Recently, researchers have created a technique to generate hydrogen and diesel fuel by utilizing biomass-derived feedstocks and light energy (solar energy or artificial light energy).
The study outcomes have been reported in Nature Energy.
Biomass, comprising of agricultural straw and forest waste, is the major source of sustainable carbon resources in nature and can replace petrochemical resources to offer abundant derivative products.
Splitting of biomass or its derivatives generally produces higher light transformation efficiencies and higher rates of hydrogen production. It is regarded as an alternative to photocatalytic water splitting to produce hydrogen.
However, oxidative products obtained from biomass are often useless, resulting in the waste of sustainable biomass resources and environmental pollution. Thus, evolving technologies that integrate hydrogen production and biomass conversion into value-added chemicals or fuels is anticipated to result in a “double guarantee” of materials and energy for industrial manufacture and daily life.

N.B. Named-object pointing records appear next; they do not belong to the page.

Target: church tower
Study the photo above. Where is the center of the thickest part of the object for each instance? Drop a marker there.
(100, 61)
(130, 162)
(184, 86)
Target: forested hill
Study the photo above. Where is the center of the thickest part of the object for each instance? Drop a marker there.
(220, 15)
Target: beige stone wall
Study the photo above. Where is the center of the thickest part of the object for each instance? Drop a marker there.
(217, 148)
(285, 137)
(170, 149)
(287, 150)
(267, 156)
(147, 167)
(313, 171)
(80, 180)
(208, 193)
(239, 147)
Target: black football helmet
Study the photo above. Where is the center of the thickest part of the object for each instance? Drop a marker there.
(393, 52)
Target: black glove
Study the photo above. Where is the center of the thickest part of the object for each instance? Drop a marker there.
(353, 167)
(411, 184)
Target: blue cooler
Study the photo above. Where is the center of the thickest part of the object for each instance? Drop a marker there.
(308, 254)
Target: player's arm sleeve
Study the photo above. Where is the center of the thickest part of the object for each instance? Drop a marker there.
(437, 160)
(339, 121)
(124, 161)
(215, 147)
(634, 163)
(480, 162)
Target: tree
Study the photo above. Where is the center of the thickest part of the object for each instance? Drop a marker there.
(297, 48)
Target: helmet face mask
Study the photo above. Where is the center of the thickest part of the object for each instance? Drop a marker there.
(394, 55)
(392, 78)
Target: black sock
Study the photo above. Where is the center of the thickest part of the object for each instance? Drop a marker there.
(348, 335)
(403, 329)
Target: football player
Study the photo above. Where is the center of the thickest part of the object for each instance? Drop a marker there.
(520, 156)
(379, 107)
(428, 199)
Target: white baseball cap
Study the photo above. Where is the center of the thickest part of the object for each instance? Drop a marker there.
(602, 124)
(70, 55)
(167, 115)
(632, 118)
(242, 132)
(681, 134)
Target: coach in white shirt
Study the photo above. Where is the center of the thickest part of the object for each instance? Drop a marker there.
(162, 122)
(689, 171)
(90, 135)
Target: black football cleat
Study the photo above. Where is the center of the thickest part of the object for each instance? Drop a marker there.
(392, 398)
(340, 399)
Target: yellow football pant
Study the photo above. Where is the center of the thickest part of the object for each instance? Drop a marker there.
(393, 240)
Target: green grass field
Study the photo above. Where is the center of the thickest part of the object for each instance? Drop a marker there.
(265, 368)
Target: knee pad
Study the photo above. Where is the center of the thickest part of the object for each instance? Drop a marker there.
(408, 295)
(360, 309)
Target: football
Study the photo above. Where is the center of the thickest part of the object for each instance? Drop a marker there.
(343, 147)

Prof. WANG Feng and his team at the Dalian Institute of Chemical Physics of the Chinese Academy of Sciences created a process for using light energy to promote the valorization of downstream biomass products, such as methyl furan compounds, to generate hydrogen and diesel fuel precursors at the same time.
The reactions were conducted at room temperature and pressure, and produced hydrogen and diesel fuel precursors that are made up of isomeric oxygenates with a range of carbon numbers typical of diesel fuel. Elimination of the oxygen contents from the diesel fuel precursors yielded sustainable diesel fuels with components similar to existing petroleum diesel; hydrogen could be used alone or to eliminate the oxygen from the diesel fuel precursors.
This process achieves the directional conversion of biomass and light energy to hydrogen energy and diesel fuels and offers a method to generate clean energy using solar energy and sustainable carbon sources found on the earth’s surface.